Figure 9 reveals that PLE underperforms relative to N-gram Embedding, whereas PLNE yields marginal improvements over NE. We attribute the former to the superior learning efficiency of N-gram Embedding compared to standard embeddings. Consequently, we focused our scaling analysis on PLNE. However, in subsequent experiments involving increased model width or depth, PLNE failed to exhibit a consistent advantage, performing on par with NE in most scenarios.

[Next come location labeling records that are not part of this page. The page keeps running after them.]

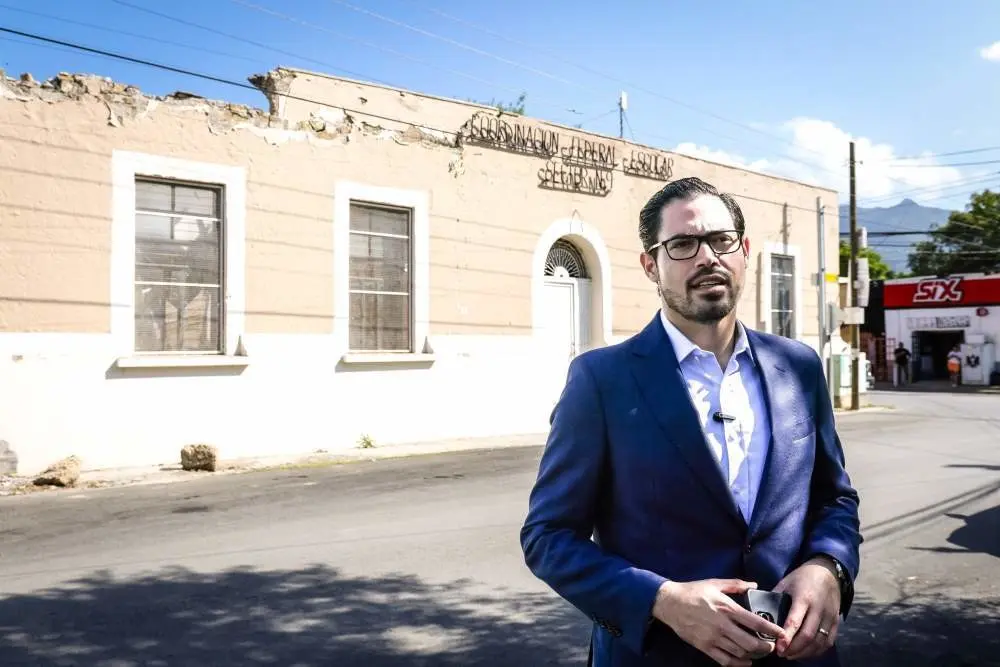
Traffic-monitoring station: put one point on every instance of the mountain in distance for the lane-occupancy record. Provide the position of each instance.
(906, 216)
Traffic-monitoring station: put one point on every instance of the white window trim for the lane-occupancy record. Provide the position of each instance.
(126, 166)
(793, 251)
(569, 228)
(418, 201)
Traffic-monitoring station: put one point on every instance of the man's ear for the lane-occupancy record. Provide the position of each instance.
(648, 263)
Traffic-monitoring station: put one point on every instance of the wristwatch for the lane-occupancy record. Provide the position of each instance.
(843, 578)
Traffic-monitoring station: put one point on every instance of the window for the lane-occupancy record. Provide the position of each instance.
(380, 278)
(178, 255)
(782, 290)
(178, 267)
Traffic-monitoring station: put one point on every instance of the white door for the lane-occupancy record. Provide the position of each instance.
(567, 316)
(560, 319)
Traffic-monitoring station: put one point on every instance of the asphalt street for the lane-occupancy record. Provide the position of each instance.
(416, 561)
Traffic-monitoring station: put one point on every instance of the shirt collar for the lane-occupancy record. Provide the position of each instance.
(683, 347)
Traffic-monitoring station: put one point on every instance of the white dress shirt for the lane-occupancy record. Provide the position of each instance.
(738, 445)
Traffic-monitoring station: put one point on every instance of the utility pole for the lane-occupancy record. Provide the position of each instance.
(824, 336)
(855, 331)
(622, 106)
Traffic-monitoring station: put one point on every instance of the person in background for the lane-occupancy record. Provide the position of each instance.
(902, 359)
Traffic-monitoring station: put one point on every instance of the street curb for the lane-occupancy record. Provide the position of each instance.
(172, 473)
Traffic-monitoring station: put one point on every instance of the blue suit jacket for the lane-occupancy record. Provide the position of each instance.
(626, 462)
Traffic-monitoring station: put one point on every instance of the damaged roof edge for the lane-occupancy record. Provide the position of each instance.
(78, 85)
(289, 73)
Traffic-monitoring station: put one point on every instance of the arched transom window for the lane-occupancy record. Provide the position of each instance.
(565, 261)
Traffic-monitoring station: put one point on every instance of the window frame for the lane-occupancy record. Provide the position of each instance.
(367, 205)
(127, 168)
(220, 214)
(416, 202)
(788, 279)
(767, 309)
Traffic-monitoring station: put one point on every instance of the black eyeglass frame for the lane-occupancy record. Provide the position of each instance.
(700, 238)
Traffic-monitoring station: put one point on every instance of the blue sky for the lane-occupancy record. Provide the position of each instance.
(776, 86)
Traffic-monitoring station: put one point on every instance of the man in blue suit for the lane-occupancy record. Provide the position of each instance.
(692, 462)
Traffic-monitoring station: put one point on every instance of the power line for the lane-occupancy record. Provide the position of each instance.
(248, 86)
(453, 42)
(379, 47)
(948, 164)
(192, 24)
(615, 79)
(928, 156)
(448, 40)
(126, 33)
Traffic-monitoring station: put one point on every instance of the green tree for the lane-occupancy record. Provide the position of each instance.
(877, 268)
(968, 243)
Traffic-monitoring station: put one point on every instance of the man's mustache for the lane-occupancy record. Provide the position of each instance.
(710, 274)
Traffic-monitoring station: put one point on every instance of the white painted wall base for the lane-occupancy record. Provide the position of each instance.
(60, 398)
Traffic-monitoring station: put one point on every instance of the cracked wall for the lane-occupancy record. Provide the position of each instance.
(487, 210)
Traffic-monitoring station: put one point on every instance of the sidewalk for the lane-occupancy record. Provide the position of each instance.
(173, 473)
(935, 387)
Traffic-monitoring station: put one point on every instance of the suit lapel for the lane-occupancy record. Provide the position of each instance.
(662, 385)
(777, 390)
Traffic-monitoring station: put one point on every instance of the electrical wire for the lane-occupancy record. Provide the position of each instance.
(248, 86)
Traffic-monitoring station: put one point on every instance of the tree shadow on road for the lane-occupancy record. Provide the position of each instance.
(317, 616)
(922, 630)
(286, 618)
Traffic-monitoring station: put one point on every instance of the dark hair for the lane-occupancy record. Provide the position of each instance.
(684, 188)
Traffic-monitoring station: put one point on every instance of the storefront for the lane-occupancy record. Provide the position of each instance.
(930, 316)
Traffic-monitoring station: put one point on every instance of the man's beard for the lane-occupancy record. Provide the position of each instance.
(706, 308)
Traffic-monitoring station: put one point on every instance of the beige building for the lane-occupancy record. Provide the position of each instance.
(355, 260)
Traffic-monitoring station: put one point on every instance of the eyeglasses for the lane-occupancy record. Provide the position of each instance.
(686, 246)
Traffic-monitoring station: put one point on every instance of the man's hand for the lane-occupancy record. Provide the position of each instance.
(703, 615)
(815, 606)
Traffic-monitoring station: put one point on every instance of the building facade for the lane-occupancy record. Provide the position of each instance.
(354, 261)
(931, 315)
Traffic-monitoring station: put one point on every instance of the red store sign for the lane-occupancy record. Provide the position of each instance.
(943, 293)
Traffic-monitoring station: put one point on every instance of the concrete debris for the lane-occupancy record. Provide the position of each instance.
(126, 104)
(8, 459)
(62, 473)
(199, 457)
(274, 84)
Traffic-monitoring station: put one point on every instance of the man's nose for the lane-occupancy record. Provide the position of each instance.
(706, 256)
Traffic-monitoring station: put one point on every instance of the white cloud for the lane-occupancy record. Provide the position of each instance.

Given that PLNE inherently increases activated parameters (due to the addition of a substantial projection matrix in each layer), we opted not to adopt PLNE for our larger-scale experiments. Nonetheless, this approach merits further investigation—specifically regarding the optimal allocation of embedding parameters across layers, such as determining whether to concentrate them in a few specific layers or distribute them uniformly throughout the network.

6. LongCat-Flash-Lite

Leveraging the insights from our previous analysis, we introduce LongCat-Flash-Lite, a model trained from scratch with integrated N-gram Embedding. LongCat-Flash-Lite undergoes a complete pipeline of pre-training, mid-training, and supervised finetuning, and demonstrates highly competitive performance for its scale.

6.1 Model Information

Architecture

LongCat-Flash-Lite adopts the same architecture as Longcat-Flash [11], with a total of 14 shortcut layers. It has 68.5 billion total parameters and dynamically activates between 2.9B and 4.5B parameters per token due to the zero-experts. In each shortcut layer, the MoE module consists of 256 FFN experts and 128 zero-experts, and each token selects 12 experts. For embedding module, LongCat-Flash-Lite includes 31.4B N-gram Embedding parameters, accounting for 46% of the total.

Training Data

LongCat-Flash-Lite follows the same data recipe with LongCat-Flash-Chat [11]. It is first pre-trained on 11T tokens with a sequence length of 8k, followed by 1.5T tokens of mid-training during which the sequence length is extended to 128k, and is finally trained on SFT data. To support extended context, we implement YARN [14] during the 32k sequence length training stage, enabling LongCat-Flash-Lite to handle sequences up to 256k tokens.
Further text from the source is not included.